The company launched a transport support hotline for grain growers, carriers and shippers to ensure the supply of grain could continue to move as efficiently as possible. It also focused on developing pricing tools, access to grain marketing advisors, and even a podcast to help growers grapple with pandemic-related market volatility.
Indigo Ag isn’t a stranger to unchartered business terrain. The company has put itself in the middle of the evolving but murky carbon markets. “With new players entering the carbon space nearly weekly – many taking less rigorous approaches to verification and measurement – Indigo has remained steadily focused on enabling farmers to make informed decisions about how, when and why to participate in the carbon market,” the Indigo Ag team told AFN.
They added: “By leveraging our scientific insight, technological capabilities, and use of industry-leading carbon accounting protocols, Indigo ensures farmers are supported with the right tools and information to take advantage of the opportunity to raise a new and increasingly valuable crop: carbon.”
Food’s sustainable future
Verification of carbon-capture accounting is indeed getting increased attention and scrutiny. It’s likely to be a key theme in the agriculture industry going forward, and it’s one of AgFunder’s key trends to watch in 2021, alongside overall food system sustainability.
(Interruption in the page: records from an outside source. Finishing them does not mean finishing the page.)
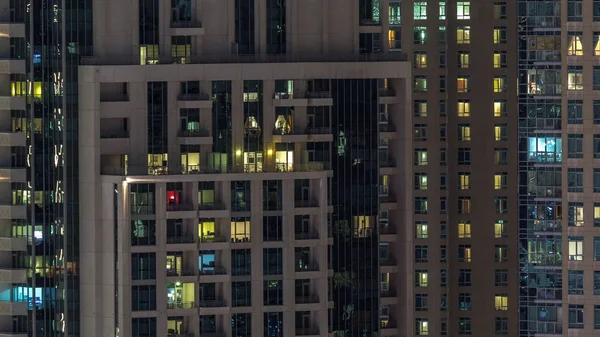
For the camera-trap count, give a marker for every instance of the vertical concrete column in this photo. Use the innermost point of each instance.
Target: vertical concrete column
(173, 127)
(160, 209)
(237, 125)
(138, 134)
“We can invent a new, sustainable food industry, feeding the planet all the while protecting its biodiversity, and combatting climate change,” the executive team behind French insect farming venture Ynsect told AFN. The company sees insects as a crucial component of food’s sustainable future.
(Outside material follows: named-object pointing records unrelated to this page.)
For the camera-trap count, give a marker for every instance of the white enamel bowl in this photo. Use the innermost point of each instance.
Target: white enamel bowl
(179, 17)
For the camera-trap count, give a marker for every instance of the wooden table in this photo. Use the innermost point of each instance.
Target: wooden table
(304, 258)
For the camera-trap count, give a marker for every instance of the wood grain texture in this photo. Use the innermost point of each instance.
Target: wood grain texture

“Insects can aid food security and be a part of the solution to food shortages, given their high nutritional value, low requirements for land and water, low emissions of greenhouse gases, and the high efficiency at which they can convert feed into food,” the Ynsect team argued in an interview featured in the report.
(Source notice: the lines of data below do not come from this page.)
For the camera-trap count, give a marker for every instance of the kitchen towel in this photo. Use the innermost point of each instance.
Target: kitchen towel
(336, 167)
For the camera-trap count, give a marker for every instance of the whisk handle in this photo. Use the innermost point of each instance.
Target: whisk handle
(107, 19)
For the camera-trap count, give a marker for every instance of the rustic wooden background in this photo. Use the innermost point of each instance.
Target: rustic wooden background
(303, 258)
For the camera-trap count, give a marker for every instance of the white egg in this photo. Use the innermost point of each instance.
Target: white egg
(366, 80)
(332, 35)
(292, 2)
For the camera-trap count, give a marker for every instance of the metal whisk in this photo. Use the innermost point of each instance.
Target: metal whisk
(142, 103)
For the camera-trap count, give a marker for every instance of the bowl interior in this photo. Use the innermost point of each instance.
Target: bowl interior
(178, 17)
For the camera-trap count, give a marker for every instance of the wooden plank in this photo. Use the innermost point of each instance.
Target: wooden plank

Investors seem to agree: Ynsect scored the largest amount of funding in the novel farming sector in 2020, raising $222 million in 2020, taking its Series C total to $372 million, to build an industrial-sized farm for its Molitor mealworms near the city of Amiens. Ynsect went on to acquire Dutch insect farming company Protifarm in April of this year.
Many of the world’s consumers may as yet be skeptical of insects as a protein source. But consumer consciousness and demand for high-quality, low-environmental impact foods is certainly a trend influencing the evolution of Farm Tech, as evidenced by the range of startups that attracted funding in 2020.
Ag Biotech ventures like Benson Hill, GreenLight Biosciences, and Pivot Bio secured investor backing for helping to diversify crop input technology away from environmentally-harmful synthetic chemicals.
Novel Farming ventures are developing highly efficient and resource-conservative approaches to growing fresh foods.
Farm Management Software, Sensing & IoT companies like ICEYE, Aclima and Cervest are illuminating climate change impacts and helping companies anticipate and forecast climate-related disruptions.
Food preservation technologies like Apeel Sciences’s are helping reduce food waste, as are e-grocery services like Misfits Market and Imperfect Foods, which sell “ugly produce” that would otherwise be wasted among their fresh foods and grocery offerings.
Companies like Celtic Renewables are turning farm waste into a resource through the production of biofuels.
“As companies increasingly make commitments to improve their environmental impact – and governments at all levels enact policies to encourage climate-smart agriculture,” said the Indigo Ag team, “the opportunity for agriculture to act as a climate solution will only become more apparent.”